Гермиона с детства была «пробивной». Лишенная материнской ласки, она росла не нежной и хрупкой, а боевой девочкой. Сложно уживалась в коллективе, редко понималась сверстниками, совсем не нравилась одноклассницам и не вызывала интереса у мальчишек. Они чаще или игнорировали ее, или вскользь задевали насмешками — но не слишком, чтобы было у кого списать, случись вдруг такая надобность.
В Хогвартсе ситуация не особо изменилась. И сама Гермиона осталась прежней — зазнайкой, какой ее посчитал когда-то Рон. С годами многое утекает, забывается, стирается — не зря ведь говорят, что вода и камень точит. И потому позже они даже решили, что влюблены друг в друга. А еще раньше — стали друзьями, родными людьми. И все же Гермиона не считала и сейчас, что причина в мнимых произошедших с ней изменениях. Скорее, Рон научился принимать и любить ее такой, какая она есть: чуть высокомерной, но все же отзывчивой, немного вспыльчивой, но быстро отходчивой, совестливой и доброй. Она всегда была довольна мила лицом и имела широкий кругозор, чтобы подержать почти любой разговор. И все же, по натуре, в основе своего характера, она оставалась прежней всегда.
Никто не любит таких спесивцев, и особенно это заметно, когда ты еще ребенок. Но это не значит, что все умники — забитые и зашуганные ботаники, неспособные за себя постоять, которые вырастают и становятся серой массой, «офисным планктоном» или дни и ночи коротающим в лаборатории ученым.
Так всегда считала Гермиона. И потому, встретившись с надменным лицом юной Гринграсс, она не растерялась. И хотя, вероятно, что именно так и случилось бы, выпади им шанс пересечься снова месяцем ранее, но сейчас Гермиона ощущала не страх перед опасностью — в крови забурлил адреналин, и она ответила холодной усмешкой, ничуть не уступающей подобию улыбки на лице Астории. Нет уж, ей осточертело играть роль жертвы, это совсем не ее. Как она позволила себе забыть об этом?
Рассматривая девушку сейчас, Гермиона смело могла признать, что Астория была красива. Даже слишком… Хотя это определение — «слишком», — скорее, придумали женщины. Едва ли какой-то мужчина мог подумать так, увидев самую юную представительницу семейства Гринграсс.

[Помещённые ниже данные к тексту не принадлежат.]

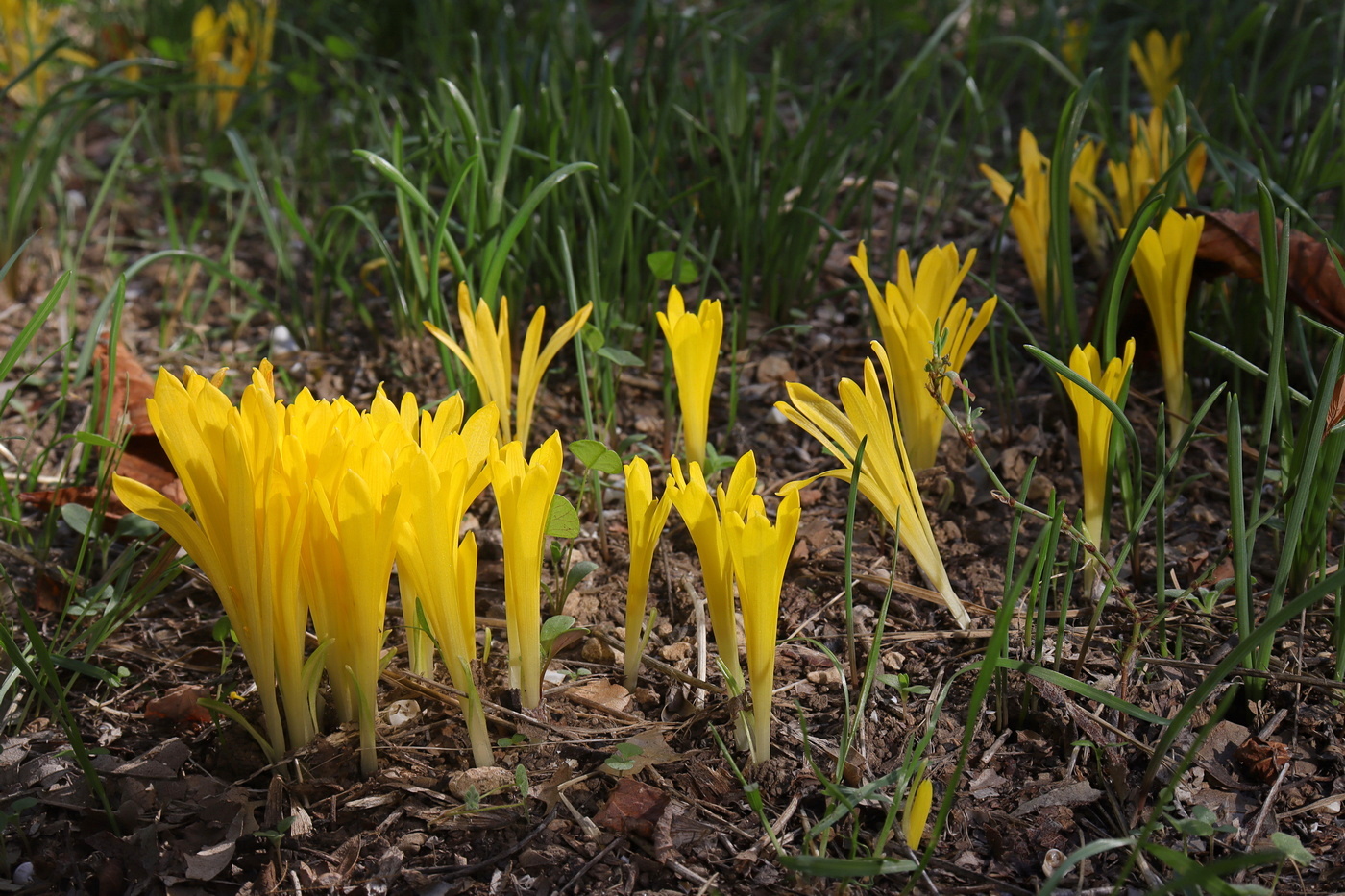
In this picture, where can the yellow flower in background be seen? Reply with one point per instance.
(645, 521)
(760, 552)
(1029, 211)
(436, 569)
(248, 522)
(888, 478)
(488, 356)
(1162, 268)
(1085, 197)
(695, 342)
(1095, 425)
(1157, 64)
(226, 50)
(1150, 157)
(696, 506)
(524, 492)
(908, 312)
(24, 34)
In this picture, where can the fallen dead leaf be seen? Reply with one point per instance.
(632, 809)
(179, 708)
(1231, 242)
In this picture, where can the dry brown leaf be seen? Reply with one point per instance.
(144, 459)
(632, 809)
(1231, 242)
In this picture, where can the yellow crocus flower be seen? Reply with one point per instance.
(1162, 267)
(693, 502)
(645, 521)
(245, 529)
(437, 570)
(1095, 424)
(760, 552)
(488, 356)
(524, 492)
(1029, 211)
(888, 478)
(1150, 157)
(908, 312)
(915, 812)
(1157, 63)
(695, 342)
(347, 561)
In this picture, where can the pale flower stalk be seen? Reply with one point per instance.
(490, 361)
(888, 476)
(695, 343)
(1162, 267)
(1095, 426)
(524, 492)
(1029, 211)
(908, 312)
(760, 552)
(645, 521)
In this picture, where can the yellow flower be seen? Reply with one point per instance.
(693, 502)
(695, 342)
(437, 570)
(245, 529)
(917, 811)
(226, 50)
(888, 478)
(488, 356)
(1162, 268)
(908, 312)
(1157, 64)
(349, 550)
(1150, 157)
(1085, 195)
(524, 493)
(645, 520)
(760, 553)
(1095, 424)
(1029, 211)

Ее длинные белесые волосы — которые, как и у Драко, терялись на фоне заснеженного городка — были уложены в изящную прическу, над которой славно потрудились домовики, не иначе — сделать подобное заклинанием не смогла бы даже умница Грейнджер. Лежащие волосок к волоску, они даже вызывали некоторую зависть, и Гермиона с трудом удержалась, чтобы не провести рукой по своим неукротимым кудрям. Дорогие заколки, держащие пряди на месте, переливались ледяным блеском. Холодные, почти стеклянные глаза мисс Гринграсс смотрели с насмешкой, так свойственной выпускникам Слизерина . А необычный цвет ее глаз — явно не из лиги ее карего… Фарфоровое личико, на котором даже от улыбки не проступали морщинки, казалось гладким, словно крепкий снежок, перекатывавшийся в руках какое-то время. Безобидный на вид, но внутри — твердый, словно камень.

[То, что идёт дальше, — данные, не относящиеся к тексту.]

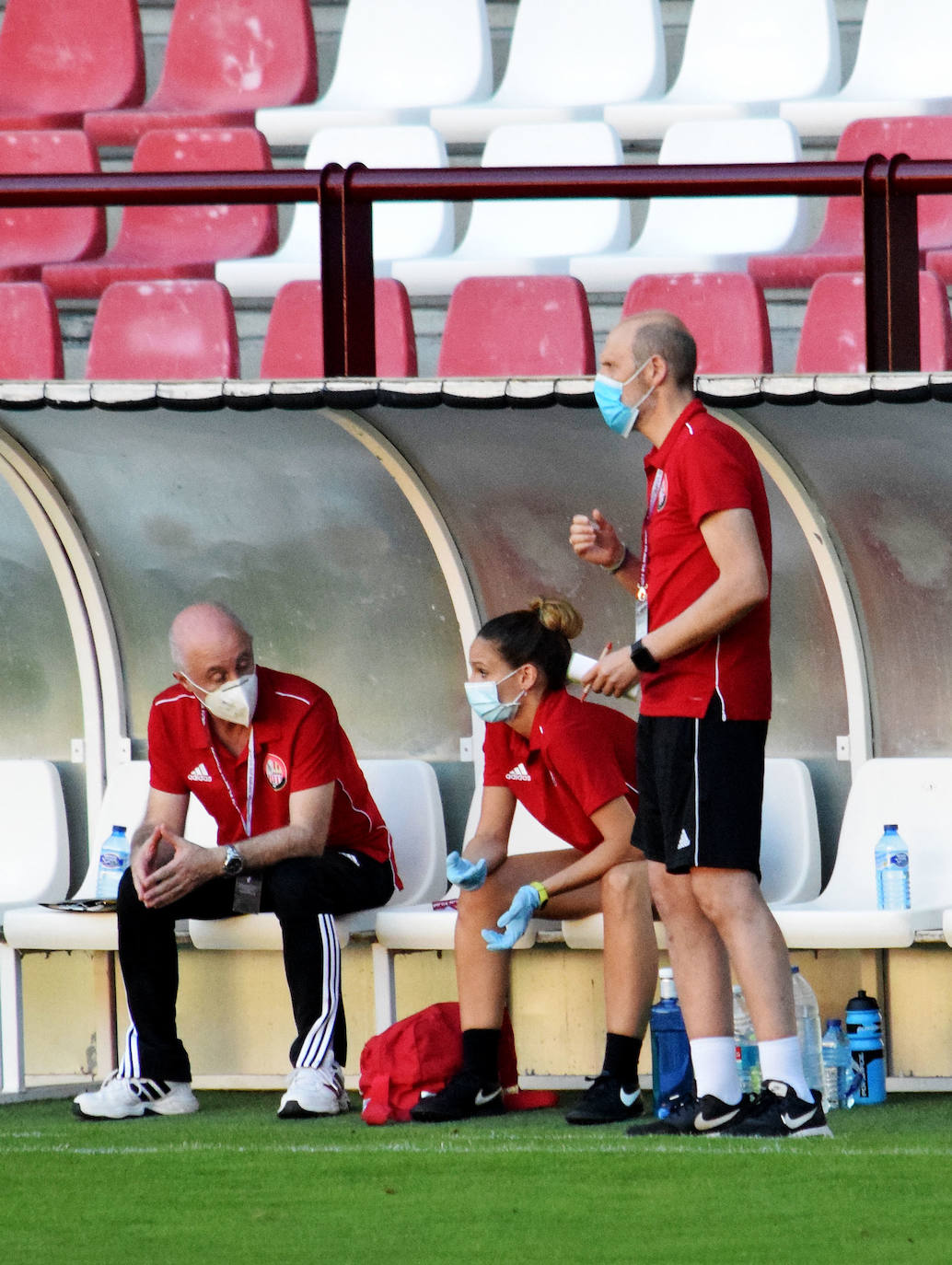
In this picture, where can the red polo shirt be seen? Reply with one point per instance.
(703, 467)
(298, 744)
(578, 758)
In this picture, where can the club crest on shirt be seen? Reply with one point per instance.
(276, 772)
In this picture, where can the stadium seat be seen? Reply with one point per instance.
(57, 61)
(789, 848)
(433, 925)
(37, 927)
(400, 229)
(528, 237)
(839, 247)
(565, 64)
(33, 236)
(223, 63)
(833, 333)
(294, 343)
(409, 797)
(34, 865)
(739, 61)
(917, 795)
(725, 311)
(707, 234)
(395, 61)
(163, 331)
(30, 344)
(175, 242)
(517, 327)
(901, 67)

Вопреки логике и, может, даже здравому смыслу, Драко до чертиков не любил такой типаж девушек, благодаря чему в прошлом у них случалось много веселых обсуждений из разряда «почему», что до небес возносили самооценку Гермионы, которая слушала его слова и плавилась под его жарким взглядом. Поэтому, укорив себя за глупую мысль о непослушных волосах, она смело отвела за ухо выбившуюся вперед кучеряшку, подчеркивая, как гордится своей буйной прической, вновь растянула губы в наигранной улыбке и развела руками, будто радуясь неожиданному столкновению.

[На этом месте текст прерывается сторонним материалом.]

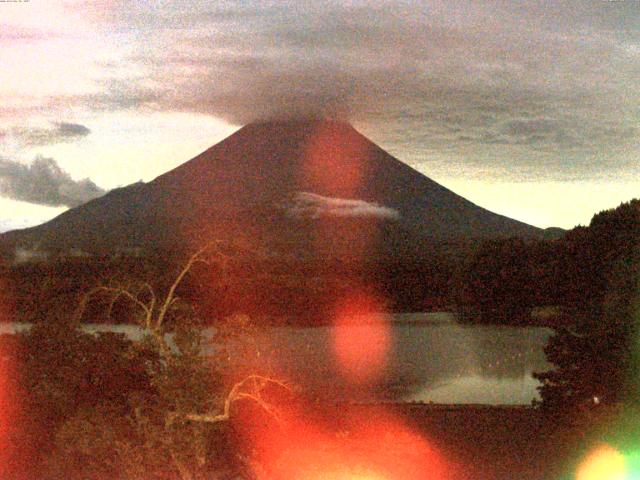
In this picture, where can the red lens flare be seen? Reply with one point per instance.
(361, 338)
(335, 161)
(8, 388)
(371, 445)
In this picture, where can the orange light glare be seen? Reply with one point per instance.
(603, 463)
(361, 339)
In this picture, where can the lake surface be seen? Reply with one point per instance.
(431, 358)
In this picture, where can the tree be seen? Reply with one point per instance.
(172, 428)
(594, 353)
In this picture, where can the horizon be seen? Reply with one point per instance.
(522, 109)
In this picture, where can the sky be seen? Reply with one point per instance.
(530, 109)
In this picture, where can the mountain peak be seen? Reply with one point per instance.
(242, 186)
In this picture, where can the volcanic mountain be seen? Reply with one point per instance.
(308, 189)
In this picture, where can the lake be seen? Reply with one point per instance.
(431, 358)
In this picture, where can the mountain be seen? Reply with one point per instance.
(308, 189)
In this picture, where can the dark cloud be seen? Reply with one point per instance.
(44, 182)
(530, 84)
(59, 132)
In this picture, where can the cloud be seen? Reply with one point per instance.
(535, 90)
(312, 205)
(59, 132)
(44, 182)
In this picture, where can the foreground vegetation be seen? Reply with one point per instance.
(82, 406)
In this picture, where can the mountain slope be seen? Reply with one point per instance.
(310, 188)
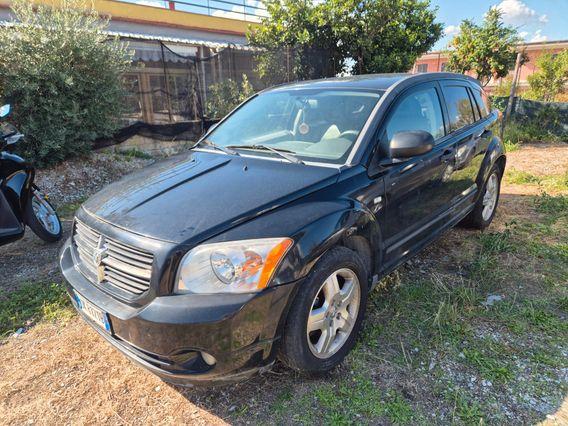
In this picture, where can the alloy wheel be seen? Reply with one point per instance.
(333, 313)
(490, 196)
(45, 214)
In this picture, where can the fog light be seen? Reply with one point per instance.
(209, 359)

За Асторией, нелепо застывшей в своем недоумении, было занятно наблюдать, и Гермиона в какой-то момент даже мысленно дала себе «пять». Молчание уже затягивалось, когда блондинку случайно задел пробегающий мимо мальчонка, играющий с друзьями на площадке перед кафе. И именно в момент, пока та отвлеклась, чтобы проводить гневным взглядом бедного ребенка, где-то над макушкой Гермионы враждебно прозвучал властный голос:
— Астория, — Гермиона вскинула голову вполоборота назад, тут же наткнувшись взглядом на напряженное лицо быв… мужа. Она по инерции ответила на прикосновение его руки сжатием пальцев, заметив, как чуть смягчился взгляд его глаз — всегда ее любимый цвет, цвет маренго. Не пасмурный и прозрачный, не серый и бесстрастный, а полный жизни, любви и тепла.
— Драко… — пискнула Астория, с которой словно бы слетела вся напускная бравада. Гермиона непонимающе перевела взгляд на нее и обратно на Драко, и снова вернулась к пораженному — а может, и испуганному? — лицу блондинки.
Завидевший ее непонимание, Драко нежно улыбнулся ей, поднеся чуть согревшуюся от соприкосновения ладонь к губам, и оставил на коже горячий поцелуй. Или ей показалось, что стало резко жарче?.. Влекомая как магнитом, она уже почти подалась вперед, как из состояния транса ее вывел истеричный взвизг, с которым Астория, топнув ножкой, развернулась на сто восемьдесят градусов и поспешила удалиться, едва не упав на своих каблуках на накатанном ребятней снеге. Драко весело усмехнулся, провожая ее ликующим взглядом, но Гермиона его веселья не разделяла. Ворох вопросов настойчивыми мошками вертелся в голове, но поймать хоть один — не говоря уже о том, чтобы разделаться с ними — не удавалось. Поэтому она лишь недоуменно-требовательно посмотрела на Драко, едва удержавшись от того, чтобы не начать выпытывать из него правду. Но ее озабоченность, казалось, лишь забавляла его, потому что он не стал отвечать ей, а лишь легонько чмокнул в лоб и подтолкнул в сторону входа в кафе.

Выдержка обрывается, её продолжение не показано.